O’Neill was now in charge of counterterrorism and counterintelligence in a city that was full of émigrés, spies, and shady diplomats. The particular squad responsible for the Middle East was called, in the noncommittal bureaucratic vernacular, I-49. Its personnel spent the bulk of their time covering the Sudanese, Egyptians, and Israelis, all of whom were actively recruiting in New York.

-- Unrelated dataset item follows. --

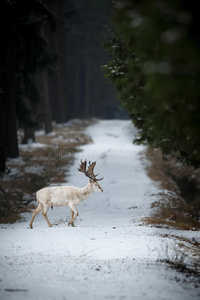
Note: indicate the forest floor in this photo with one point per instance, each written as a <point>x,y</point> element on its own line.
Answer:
<point>139,239</point>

Most members of the squad were native New Yorkers who had stayed close to home. They included Louis Napoli, an NYPD detective, who had been assigned to I-49 through the Joint Terrorism Task Force. Napoli still lived in the same house in Brooklyn that he had grown up in. The Anticev brothers, John and Mike, also from Brooklyn, were the children of Croatian immigrants. Richard Karniewicz was a Brooklyn son of Polish immigrants who played polkas on his accordion. Jack Cloonan grew up in Waltham, Massachusetts, and it was not only his accent that set him apart: He was an English and Latin major who joined the bureau in 1972 on the day its director, J. Edgar Hoover, died. Carl Summerlin was a black New York State trooper and former tennis champion. Kevin Cruise was a West Point graduate and former captain in the Eighty-second Airborne. Mary Deborah Doran was the daughter of an FBI agent; she had worked for the Council on Foreign Relations before going to Northern Ireland for graduate work in Irish history. Their supervisor was Tom Lang, a blunt, profane, and quick-tempered Irishman from Queens who had known O’Neill from the days when they both served as tour guides at headquarters. Some members of the squad, like Lang and the Anticev brothers, had been working on terrorism for years. Others, like Debbie Doran, were new to the squad; she had joined the bureau in 1996 and was assigned to New York the month before O’Neill took over. This squad would soon grow much larger, but the nucleus was these seven agents, one state trooper, and a city police detective. The other member of the squad was Dan Coleman, who was assigned to Alec Station and who had been laboring alone on the bin Laden case.